The scramble to meet vaccine demand
As Americans focus their attention on the fallout from the Capitol siege and the debate over another presidential impeachment, the pandemic is reaching what only a few months ago was considered a nightmare scenario.
Yesterday’s death count — at least 4,406 people — set another daily record, and represents at least 1,597 more people than those killed in the Sept. 11 attacks. The U.S. death toll, already the highest in the world by a wide margin, is soaring toward 400,000 — only one month after the country crossed the 300,000 threshold.
From the beginning, the country’s coronavirus strategy relied heavily on quickly making a vaccine. Multiple candidates were developed in record time, and if given out quickly, could rein in the pandemic and save thousands of lives. But so far the rollout has been slow, and riddled with challenges.
After the federal government yesterday abruptly reversed course and cleared vaccinations for people over 65 and adults with certain medical conditions, states have been scrambling to meet a surge in demand for doses.
Local officials have struggled to set up phone and online sign-up systems. Many of the oldest Americans, who are most vulnerable to the disease, are encountering byzantine online registration sites, error messages and crashing servers. Appointments are snatched up as soon as they become available, and some in the highest priority group have only managed to book their shots weeks from now.
As of this morning, the federal government has delivered almost 30 million doses, and more than 10 million have been administered. The Trump administration originally said that 20 million Americans would be vaccinated by Jan. 1.
In Georgia, a man spoke to Atlanta’s Channel 2 Action News about how he had repeatedly called his county’s hotline to try to make an appointment for his mother.
“No one’s ever picking up,” Eric Moore said. “I promise you, I called 134 times.”
China put 22 million people on lockdown
It apparently started with a small outbreak at a village wedding party.
After a handful of coronavirus cases emerged this month in a province surrounding Beijing, the Chinese authorities locked down more than 17 million people in two cities, Shijiazhuang and Xingtai.
The new rules froze transportation and canceled weddings, funerals and a Communist Party conference. The government also ordered the testing of every resident there, which was wrapped up in a few days.
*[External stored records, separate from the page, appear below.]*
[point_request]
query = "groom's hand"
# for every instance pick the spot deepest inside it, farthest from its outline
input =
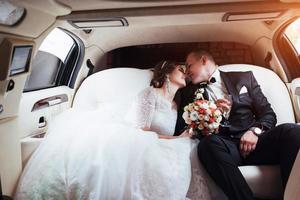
(248, 143)
(223, 104)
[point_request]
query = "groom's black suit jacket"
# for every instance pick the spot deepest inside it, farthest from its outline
(250, 109)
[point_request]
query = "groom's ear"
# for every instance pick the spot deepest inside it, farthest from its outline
(204, 60)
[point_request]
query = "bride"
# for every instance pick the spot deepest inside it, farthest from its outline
(86, 156)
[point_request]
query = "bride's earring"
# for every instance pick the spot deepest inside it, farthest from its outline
(168, 84)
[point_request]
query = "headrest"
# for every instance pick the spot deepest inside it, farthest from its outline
(117, 86)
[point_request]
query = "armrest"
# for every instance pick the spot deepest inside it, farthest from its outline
(292, 191)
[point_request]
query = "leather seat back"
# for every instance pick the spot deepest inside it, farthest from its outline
(119, 86)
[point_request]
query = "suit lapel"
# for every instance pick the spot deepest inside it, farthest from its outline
(233, 82)
(229, 83)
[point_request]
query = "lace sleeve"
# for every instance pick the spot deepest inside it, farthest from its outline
(142, 109)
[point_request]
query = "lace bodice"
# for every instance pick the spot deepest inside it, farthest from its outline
(153, 111)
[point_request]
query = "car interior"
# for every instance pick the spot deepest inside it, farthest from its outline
(57, 55)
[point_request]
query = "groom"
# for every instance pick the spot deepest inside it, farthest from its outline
(252, 137)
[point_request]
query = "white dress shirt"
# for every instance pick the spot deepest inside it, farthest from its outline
(216, 90)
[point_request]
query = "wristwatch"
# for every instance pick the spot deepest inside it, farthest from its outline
(257, 131)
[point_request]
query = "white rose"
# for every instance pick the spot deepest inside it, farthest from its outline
(194, 116)
(201, 117)
(208, 111)
(200, 127)
(199, 96)
(201, 90)
(213, 106)
(215, 125)
(205, 106)
(185, 116)
(219, 119)
(186, 108)
(206, 117)
(218, 112)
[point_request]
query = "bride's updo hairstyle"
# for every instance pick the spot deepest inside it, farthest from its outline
(160, 72)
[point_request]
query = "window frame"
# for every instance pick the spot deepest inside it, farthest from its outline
(288, 56)
(67, 72)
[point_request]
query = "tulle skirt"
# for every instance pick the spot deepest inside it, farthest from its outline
(87, 156)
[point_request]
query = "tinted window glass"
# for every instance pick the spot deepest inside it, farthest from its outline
(50, 61)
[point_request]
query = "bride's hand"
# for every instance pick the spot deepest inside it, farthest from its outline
(185, 134)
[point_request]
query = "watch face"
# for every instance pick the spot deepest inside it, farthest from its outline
(257, 131)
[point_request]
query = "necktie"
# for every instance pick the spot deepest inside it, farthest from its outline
(204, 86)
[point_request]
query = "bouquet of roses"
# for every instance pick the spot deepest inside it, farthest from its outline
(202, 115)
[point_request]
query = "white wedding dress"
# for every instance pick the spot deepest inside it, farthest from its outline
(90, 155)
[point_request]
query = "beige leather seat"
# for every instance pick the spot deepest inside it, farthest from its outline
(119, 86)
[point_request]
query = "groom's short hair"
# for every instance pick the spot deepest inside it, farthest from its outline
(199, 53)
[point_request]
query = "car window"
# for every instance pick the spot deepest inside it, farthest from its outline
(293, 34)
(50, 60)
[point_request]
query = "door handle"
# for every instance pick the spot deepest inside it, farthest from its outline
(42, 122)
(50, 101)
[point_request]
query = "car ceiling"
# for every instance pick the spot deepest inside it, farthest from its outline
(153, 21)
(77, 5)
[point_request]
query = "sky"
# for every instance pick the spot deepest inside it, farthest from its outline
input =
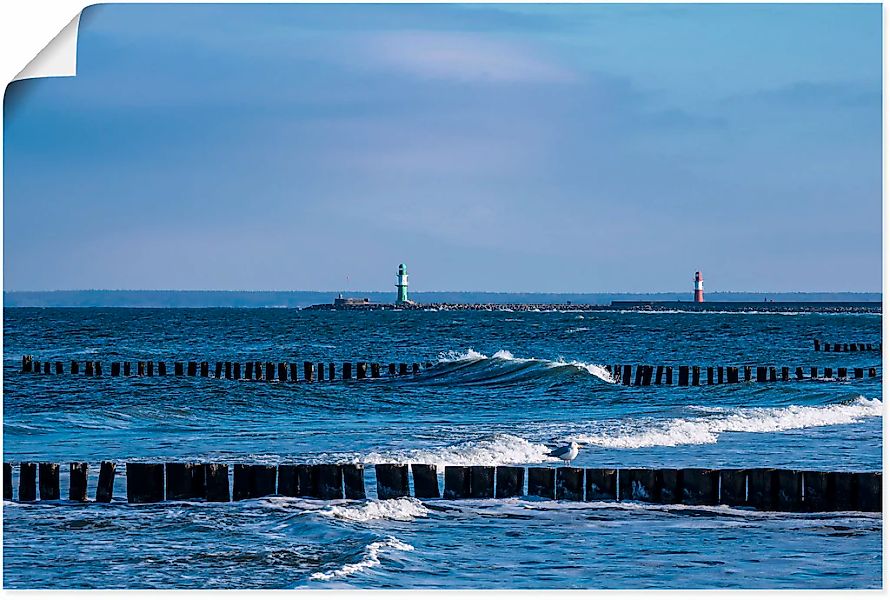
(546, 148)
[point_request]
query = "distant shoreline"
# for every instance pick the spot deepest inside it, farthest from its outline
(304, 299)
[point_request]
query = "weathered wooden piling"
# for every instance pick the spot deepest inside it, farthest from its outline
(457, 483)
(570, 483)
(77, 481)
(699, 486)
(392, 481)
(328, 481)
(636, 484)
(601, 484)
(509, 482)
(185, 481)
(684, 376)
(49, 481)
(216, 482)
(145, 482)
(761, 374)
(253, 481)
(733, 487)
(481, 482)
(7, 481)
(542, 482)
(27, 482)
(105, 486)
(426, 481)
(353, 481)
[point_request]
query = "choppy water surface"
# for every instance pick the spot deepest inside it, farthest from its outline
(504, 387)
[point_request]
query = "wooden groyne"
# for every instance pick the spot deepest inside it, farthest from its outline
(247, 371)
(758, 488)
(646, 375)
(823, 346)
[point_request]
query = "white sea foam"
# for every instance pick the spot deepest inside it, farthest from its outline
(706, 430)
(370, 559)
(399, 509)
(501, 449)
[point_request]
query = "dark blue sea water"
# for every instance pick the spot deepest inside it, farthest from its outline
(504, 388)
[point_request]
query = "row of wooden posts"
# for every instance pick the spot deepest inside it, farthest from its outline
(760, 488)
(252, 370)
(692, 375)
(823, 346)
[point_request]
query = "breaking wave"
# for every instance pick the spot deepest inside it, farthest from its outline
(501, 449)
(370, 559)
(474, 368)
(400, 509)
(706, 430)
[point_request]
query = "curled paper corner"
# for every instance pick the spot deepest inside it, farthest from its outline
(58, 58)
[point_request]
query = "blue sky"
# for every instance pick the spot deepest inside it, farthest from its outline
(557, 148)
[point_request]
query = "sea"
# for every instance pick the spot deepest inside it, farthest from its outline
(503, 389)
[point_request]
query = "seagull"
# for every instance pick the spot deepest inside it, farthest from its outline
(566, 453)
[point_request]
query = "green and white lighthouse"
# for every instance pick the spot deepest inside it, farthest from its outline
(402, 285)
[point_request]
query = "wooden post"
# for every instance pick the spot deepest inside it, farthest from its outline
(49, 481)
(426, 481)
(7, 481)
(542, 482)
(253, 481)
(27, 482)
(145, 483)
(602, 484)
(329, 479)
(185, 481)
(684, 376)
(570, 484)
(457, 483)
(510, 482)
(216, 482)
(77, 482)
(392, 481)
(105, 487)
(354, 481)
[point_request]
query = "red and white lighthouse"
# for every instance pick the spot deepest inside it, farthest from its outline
(699, 287)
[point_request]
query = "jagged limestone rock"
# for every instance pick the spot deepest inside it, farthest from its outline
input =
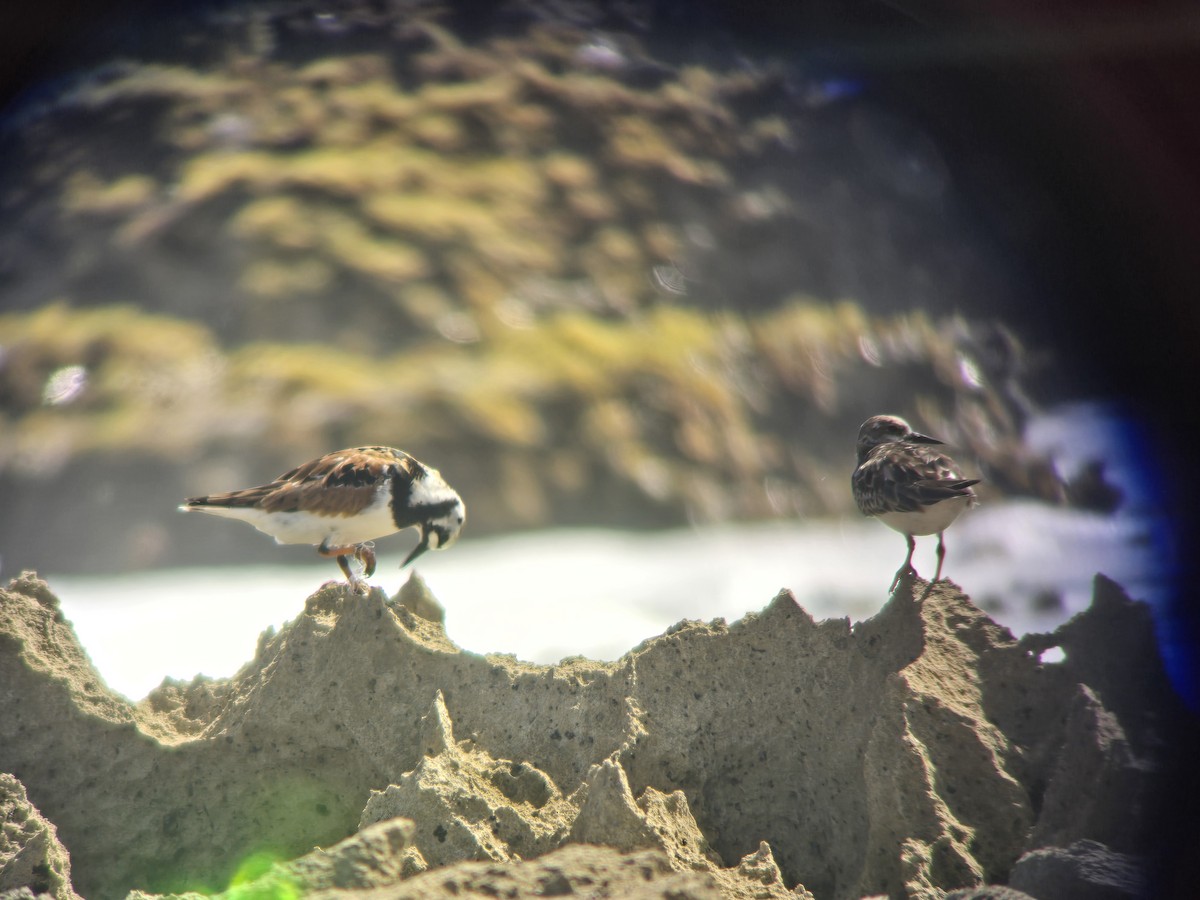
(31, 858)
(901, 755)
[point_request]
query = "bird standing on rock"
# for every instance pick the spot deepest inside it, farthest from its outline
(909, 485)
(346, 499)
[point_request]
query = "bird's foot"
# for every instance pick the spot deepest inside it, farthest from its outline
(343, 556)
(365, 555)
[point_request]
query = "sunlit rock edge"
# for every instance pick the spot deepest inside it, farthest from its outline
(921, 751)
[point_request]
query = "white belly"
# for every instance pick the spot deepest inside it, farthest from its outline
(930, 520)
(373, 522)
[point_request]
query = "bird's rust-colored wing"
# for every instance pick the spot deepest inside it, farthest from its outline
(340, 484)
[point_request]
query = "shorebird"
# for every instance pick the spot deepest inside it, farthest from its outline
(909, 485)
(343, 501)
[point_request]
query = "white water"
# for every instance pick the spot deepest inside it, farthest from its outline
(595, 593)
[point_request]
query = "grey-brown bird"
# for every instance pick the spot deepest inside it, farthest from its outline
(909, 485)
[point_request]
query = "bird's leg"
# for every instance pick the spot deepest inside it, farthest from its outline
(343, 562)
(941, 556)
(365, 555)
(906, 569)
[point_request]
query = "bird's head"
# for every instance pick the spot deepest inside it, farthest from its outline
(441, 527)
(888, 430)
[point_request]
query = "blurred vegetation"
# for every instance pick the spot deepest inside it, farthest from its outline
(521, 257)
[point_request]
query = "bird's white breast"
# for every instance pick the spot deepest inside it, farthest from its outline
(930, 520)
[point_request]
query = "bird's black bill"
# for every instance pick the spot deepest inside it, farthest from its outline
(916, 437)
(417, 551)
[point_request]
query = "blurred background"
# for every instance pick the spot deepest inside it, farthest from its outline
(629, 274)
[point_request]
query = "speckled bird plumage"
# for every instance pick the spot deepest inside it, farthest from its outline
(909, 484)
(345, 501)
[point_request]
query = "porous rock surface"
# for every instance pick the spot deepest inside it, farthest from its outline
(917, 753)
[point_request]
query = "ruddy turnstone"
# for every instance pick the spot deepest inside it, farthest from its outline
(909, 485)
(346, 499)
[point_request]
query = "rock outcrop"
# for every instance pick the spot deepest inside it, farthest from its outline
(917, 753)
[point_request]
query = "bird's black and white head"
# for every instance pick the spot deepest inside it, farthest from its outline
(429, 503)
(881, 430)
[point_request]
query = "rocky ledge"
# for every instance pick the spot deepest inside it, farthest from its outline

This week the restrictions were expanded to Langfang, a city on the edge of Beijing, and to some districts inside Beijing, the Chinese capital. They now apply to 22 million people, more than twice as many as the lockdown in Wuhan last January.
The move comes at a time when the Chinese economy was surging back after last year’s slump and when residents, many who felt like the pandemic was a thing of the past, were getting used to something close to normal life. China, a country of 1.4 billion people, has reported an average of 109 new cases a day over the past week. (For some perspective, the U.S. is averaging a quarter-million a day.)
Since the outbreak in Wuhan, Chinese authorities have created a playbook for outbreaks that includes sealing off neighborhoods, conducting widespread testing and quarantining large groups — measures that were seen as extraordinary when they were applied in Wuhan last year.
Officials have appeared especially worried about Beijing, home of the Communist Party’s central leadership. After a taxi driver there tested positive over the weekend, the authorities tracked down 144 passengers for additional tests, according to The Global Times, a state tabloid. Now anyone getting in a taxi or car service in Beijing has to scan a QR code from their phone, allowing the government to quickly trace them.
What else we’re following
What you’re doing
I have adopted what I call my Jane Austen hour. In the spirit of the Victorian-era tradition of “morning correspondence,” each day I spend an hour writing emails or texts to friends and family, many of whom I haven’t been in touch with for years. I have reconnected with old college roommates, high school friends, long-lost cousins, and all sorts of acquaintances I had lost touch with. I just send a short note saying that I was thinking about them and hoping they were managing OK in these crazy times, and then I share a treasured memory about them. The resulting reconnection and renewed correspondence has been a great antidote to pandemic isolation.
— Shelley Hammond Hoffmire, Oxford, U.K.